Tibet;
birbiri ardına sıralanmış sarp dağlarıyla, hiçbir yerde görmeye alışık olmadığınız masmavi gökyüzüyle, uzansanız tutabileceğinizi düşündüğünüz bembeyaz bulutlarıyla ve her dağcının hayallerini süsleyen gizemli Everest'iyle dünyanın çatısı sayılıyor. Cosmopolitan dergisi, Tibet ile ilgili merak edilenleri derledi... Her mevsimde farklı güzel olan Tibet'i ziyaret etmek için en uygun zaman Nisan ve Ekim aylarıdır. Ülkede en çok dikkat edilmesi gereken şeylerin başında, gece ile gündüz arasındaki sıcaklık farklılıkları geliyor. Tibet'in başkenti Lhasa, aynı zamanda kutsal bir şehir. Lhasa, 3.500 metrelik rakımıyla La Paz'dan sonra dünyanın en yüksek ikinci başkenti. Lhasa sokakları ilginç manzaralar açısından oldukça zengin. Rengarenk yerel kıyafetler, değişik insan profilleri ve eski Anadolu kasabalarındaki gibi küçük ahşap dükkanlar dikkat çekiyor. Ancak her köşe başındaki Çin askerleri ve sokaklardaki X-ray cihazları, turistleri tedirgin ediyor. Tibet'in ruhani lideri Dalay Lama, 1950 yılında Çin'in Tibet'i işgalinin ardından, 1959 yılında Çin yönetimine karşı başlattığı isyanın başarılı olamaması sonucunda ülkeyi terk edip Hindistan'a yerleşmek zorunda kalmış. Bugün de zaman zaman ayaklanmalar oluyor. O yüzden Tibet'e izinsiz turist alınmıyor. Çünkü Çinliler, bu ayaklanmalara zemin hazırlayanların Batılılar olduğuna inanıyor. Tibet'te yemekler hem hijyen, hem de lezzet açısından tatmin edici değil. Yemeklerde Doğu mutfağının aksine sarımsak ve acı baharatı yok denecek kadar az. Et olarak, daha çok yöreye ait olan Yak eti tüketiliyor. Pirinç pilavı her mönüde yer alıyor. Yak yağı, tuz ve karabiberden oluşan 'butter tea' dedikleri çayları var.
DALAY LAMA'NIN EVİ
Başkent Lhasa'da mutlaka görülmesi gereken yerlerin başında Unesco'nun Dünya Kültür Mirası Listesi'nde yer alan ve Dalay Lama'nın evi olan Potala Sarayı geliyor. Barkhor meydanındaki Jokhang Tapınağı da ziyaret edilmesi gereken mekanlardan. Dünyanın çatısı Everest'e gitmek için Lhasa'dan ayrıldıktan sonra rakım gitgide yükseliyor. Bırakın ormanı, etrafta bir tane ağaç bile görmek zor. Her yer step. Bu manzara içerisinde kıvrıla kıvrıla yol alırken, minyatür gibi duran köylerden ve tepelere kurulmuş rengarenk bir sürü bayraktan oluşan dua geçitlerinden geçiyorsunuz. Yol boyunca sıralanan manastırlardan Palkhor Manastırı ve Tashilhumpo Manastırı'nı mutlaka ziyaret edin. Everest'e ulaştığınızda, sisli zirvesini daha da yakından görebilmek için toplu yürüyüşlere katılabilirsiniz.

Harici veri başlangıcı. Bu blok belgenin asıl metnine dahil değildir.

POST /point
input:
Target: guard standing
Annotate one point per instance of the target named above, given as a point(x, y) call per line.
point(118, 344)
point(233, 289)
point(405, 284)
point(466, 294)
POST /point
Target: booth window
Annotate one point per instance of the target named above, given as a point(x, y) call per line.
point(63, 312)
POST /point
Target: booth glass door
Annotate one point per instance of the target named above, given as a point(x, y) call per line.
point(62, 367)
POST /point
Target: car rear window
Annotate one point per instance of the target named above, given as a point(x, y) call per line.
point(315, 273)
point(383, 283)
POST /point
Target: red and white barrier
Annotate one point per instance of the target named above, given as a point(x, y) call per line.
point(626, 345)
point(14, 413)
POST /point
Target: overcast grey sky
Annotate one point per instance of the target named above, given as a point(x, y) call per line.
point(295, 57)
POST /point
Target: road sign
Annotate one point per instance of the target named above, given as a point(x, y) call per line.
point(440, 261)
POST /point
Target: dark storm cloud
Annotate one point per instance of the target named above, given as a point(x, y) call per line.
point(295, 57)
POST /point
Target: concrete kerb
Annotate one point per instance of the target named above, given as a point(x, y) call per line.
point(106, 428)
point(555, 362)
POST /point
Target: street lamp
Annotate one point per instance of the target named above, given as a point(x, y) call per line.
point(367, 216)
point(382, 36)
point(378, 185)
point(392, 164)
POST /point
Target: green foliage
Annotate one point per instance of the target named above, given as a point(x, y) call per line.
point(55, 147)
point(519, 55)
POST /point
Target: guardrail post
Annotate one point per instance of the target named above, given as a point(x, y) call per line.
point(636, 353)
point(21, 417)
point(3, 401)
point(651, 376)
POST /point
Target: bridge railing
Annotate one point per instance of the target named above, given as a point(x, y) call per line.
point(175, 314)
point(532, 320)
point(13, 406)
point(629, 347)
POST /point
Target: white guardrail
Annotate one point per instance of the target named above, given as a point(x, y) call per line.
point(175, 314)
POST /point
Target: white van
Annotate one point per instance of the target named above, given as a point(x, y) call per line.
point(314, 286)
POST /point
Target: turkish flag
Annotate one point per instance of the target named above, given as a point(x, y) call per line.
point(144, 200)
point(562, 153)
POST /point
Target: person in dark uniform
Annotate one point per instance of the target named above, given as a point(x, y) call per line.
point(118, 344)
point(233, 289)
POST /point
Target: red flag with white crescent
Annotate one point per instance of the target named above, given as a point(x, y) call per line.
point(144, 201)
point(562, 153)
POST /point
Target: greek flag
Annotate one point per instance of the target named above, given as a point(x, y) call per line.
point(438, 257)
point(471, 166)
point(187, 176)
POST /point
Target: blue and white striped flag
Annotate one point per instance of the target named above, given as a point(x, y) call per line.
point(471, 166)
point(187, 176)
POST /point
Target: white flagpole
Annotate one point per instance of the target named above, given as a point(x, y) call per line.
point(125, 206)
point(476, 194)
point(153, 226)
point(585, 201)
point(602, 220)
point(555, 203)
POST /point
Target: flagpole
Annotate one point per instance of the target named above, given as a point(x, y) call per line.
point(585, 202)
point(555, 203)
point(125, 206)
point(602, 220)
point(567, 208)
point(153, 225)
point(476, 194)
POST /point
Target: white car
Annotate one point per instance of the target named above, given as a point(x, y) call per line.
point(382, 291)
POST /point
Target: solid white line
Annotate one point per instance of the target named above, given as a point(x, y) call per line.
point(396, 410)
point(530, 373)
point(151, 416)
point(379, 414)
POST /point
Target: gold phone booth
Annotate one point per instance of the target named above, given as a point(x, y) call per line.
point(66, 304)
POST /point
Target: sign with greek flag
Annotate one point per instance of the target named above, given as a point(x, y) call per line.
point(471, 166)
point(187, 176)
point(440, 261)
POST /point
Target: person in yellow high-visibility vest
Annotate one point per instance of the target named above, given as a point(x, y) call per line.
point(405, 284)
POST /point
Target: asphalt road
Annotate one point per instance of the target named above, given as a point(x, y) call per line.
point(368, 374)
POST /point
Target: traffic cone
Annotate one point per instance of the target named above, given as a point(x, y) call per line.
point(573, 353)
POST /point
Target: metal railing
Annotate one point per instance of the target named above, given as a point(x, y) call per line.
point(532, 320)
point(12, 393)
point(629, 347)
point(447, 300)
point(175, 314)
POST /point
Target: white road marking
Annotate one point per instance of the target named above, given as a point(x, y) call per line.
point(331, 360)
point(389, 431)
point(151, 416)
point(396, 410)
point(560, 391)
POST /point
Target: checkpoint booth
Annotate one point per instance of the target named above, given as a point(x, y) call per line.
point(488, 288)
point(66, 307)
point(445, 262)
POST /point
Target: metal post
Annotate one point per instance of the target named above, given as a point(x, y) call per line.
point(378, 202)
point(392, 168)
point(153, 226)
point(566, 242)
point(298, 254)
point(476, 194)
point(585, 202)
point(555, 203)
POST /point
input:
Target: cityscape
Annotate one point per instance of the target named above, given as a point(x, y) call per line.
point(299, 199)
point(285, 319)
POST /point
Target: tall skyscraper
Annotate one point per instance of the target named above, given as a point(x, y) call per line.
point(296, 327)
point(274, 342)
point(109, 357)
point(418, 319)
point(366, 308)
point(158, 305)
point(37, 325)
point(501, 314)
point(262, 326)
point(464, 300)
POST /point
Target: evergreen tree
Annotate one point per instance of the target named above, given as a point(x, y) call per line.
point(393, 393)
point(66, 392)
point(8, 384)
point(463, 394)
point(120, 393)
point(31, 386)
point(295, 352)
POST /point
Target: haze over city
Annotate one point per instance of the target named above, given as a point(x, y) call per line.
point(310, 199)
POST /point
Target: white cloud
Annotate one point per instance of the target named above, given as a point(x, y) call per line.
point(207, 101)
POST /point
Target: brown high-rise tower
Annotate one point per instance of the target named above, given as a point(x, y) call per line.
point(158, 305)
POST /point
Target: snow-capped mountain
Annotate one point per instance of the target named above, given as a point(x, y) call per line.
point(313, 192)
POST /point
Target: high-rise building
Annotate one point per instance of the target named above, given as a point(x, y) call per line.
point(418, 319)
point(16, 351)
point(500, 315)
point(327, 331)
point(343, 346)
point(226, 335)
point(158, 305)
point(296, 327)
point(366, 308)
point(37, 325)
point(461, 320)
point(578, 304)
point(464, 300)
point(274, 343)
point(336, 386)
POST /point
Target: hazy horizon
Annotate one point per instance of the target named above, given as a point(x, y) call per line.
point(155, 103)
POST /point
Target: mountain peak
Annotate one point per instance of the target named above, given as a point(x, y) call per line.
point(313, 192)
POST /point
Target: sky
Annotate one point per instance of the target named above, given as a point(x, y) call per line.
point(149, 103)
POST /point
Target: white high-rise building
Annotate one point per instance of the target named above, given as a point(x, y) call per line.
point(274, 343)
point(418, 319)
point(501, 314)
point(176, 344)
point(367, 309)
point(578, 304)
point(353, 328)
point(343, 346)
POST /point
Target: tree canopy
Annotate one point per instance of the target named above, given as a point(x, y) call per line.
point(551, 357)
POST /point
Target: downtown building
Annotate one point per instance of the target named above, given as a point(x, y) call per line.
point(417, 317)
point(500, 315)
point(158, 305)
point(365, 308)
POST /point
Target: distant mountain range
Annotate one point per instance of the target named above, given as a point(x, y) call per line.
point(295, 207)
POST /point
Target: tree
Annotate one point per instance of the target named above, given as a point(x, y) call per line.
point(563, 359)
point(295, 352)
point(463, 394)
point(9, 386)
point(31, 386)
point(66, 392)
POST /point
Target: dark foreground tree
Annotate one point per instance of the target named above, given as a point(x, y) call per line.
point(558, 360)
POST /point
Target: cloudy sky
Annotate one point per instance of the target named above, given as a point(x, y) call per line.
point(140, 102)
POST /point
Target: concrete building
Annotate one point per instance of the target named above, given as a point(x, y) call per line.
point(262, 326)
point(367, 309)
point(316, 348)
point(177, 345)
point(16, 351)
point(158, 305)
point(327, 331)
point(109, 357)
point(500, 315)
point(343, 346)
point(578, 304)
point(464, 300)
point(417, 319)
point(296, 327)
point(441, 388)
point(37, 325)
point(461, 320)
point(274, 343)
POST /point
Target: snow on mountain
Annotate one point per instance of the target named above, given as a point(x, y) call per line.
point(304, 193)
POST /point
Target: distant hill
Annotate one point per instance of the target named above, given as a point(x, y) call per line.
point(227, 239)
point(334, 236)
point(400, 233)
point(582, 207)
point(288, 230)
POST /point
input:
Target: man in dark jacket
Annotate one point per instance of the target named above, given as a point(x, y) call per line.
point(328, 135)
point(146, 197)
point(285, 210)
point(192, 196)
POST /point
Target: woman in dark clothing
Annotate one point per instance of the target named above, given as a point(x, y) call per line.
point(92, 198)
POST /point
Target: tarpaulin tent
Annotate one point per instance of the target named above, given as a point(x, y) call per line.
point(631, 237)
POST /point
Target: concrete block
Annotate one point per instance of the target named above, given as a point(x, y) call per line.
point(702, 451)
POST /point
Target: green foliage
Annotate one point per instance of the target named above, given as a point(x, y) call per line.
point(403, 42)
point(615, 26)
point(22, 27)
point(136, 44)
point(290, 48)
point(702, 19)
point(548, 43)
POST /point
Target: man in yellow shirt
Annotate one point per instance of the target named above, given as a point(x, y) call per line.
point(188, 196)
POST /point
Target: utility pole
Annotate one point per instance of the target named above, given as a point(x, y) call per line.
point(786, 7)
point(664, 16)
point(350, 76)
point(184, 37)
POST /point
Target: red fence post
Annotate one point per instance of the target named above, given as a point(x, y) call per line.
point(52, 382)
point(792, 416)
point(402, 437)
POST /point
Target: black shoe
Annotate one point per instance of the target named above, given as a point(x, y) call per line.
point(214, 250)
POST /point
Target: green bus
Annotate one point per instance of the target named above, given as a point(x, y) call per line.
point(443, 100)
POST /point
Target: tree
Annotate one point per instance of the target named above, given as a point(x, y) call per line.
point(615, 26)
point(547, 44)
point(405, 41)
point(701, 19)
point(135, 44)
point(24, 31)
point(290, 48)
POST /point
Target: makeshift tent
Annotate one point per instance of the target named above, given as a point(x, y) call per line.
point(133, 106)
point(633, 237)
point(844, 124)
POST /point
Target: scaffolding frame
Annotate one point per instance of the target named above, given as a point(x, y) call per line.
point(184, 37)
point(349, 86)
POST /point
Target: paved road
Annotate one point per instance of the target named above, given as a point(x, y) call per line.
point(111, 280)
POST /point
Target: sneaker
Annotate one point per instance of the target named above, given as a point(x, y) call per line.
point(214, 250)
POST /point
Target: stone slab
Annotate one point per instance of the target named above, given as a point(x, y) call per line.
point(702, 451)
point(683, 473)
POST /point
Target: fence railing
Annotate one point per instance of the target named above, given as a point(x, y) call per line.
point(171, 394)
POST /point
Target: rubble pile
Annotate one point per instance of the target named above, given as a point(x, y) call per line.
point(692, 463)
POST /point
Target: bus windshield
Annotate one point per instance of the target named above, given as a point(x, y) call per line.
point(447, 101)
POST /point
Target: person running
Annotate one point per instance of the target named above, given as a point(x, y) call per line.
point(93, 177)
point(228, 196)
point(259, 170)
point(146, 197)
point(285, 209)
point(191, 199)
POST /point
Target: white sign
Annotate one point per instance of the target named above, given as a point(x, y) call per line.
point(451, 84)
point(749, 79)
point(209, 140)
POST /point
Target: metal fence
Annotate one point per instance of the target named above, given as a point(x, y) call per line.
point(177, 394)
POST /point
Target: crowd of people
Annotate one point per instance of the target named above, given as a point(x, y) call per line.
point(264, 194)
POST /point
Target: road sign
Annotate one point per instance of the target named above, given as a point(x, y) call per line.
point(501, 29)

TİBET'E GİRİŞ İÇİN İZİN GEREKİYOR
Tibet'e
gidebilmek için biraz hazırlık yapmak şart. Çin Konsolosluğu'na vize başvurusu yaparken Tibet'e gidileceğinden bahsedilmemesinde fayda var. O zaman işler zorlaşıyor. Çin vizesi aldıktan sonra Tibet'teki yerel bir seyahat acentesi ile anlaşıp tüm seyahatinizi detaylı olarak planlamanız gerekiyor. Ardından yerel seyahat acentesi, bu program ve Çin vizeniz ile sizin adınıza Tibet giriş izni için başvuruyor.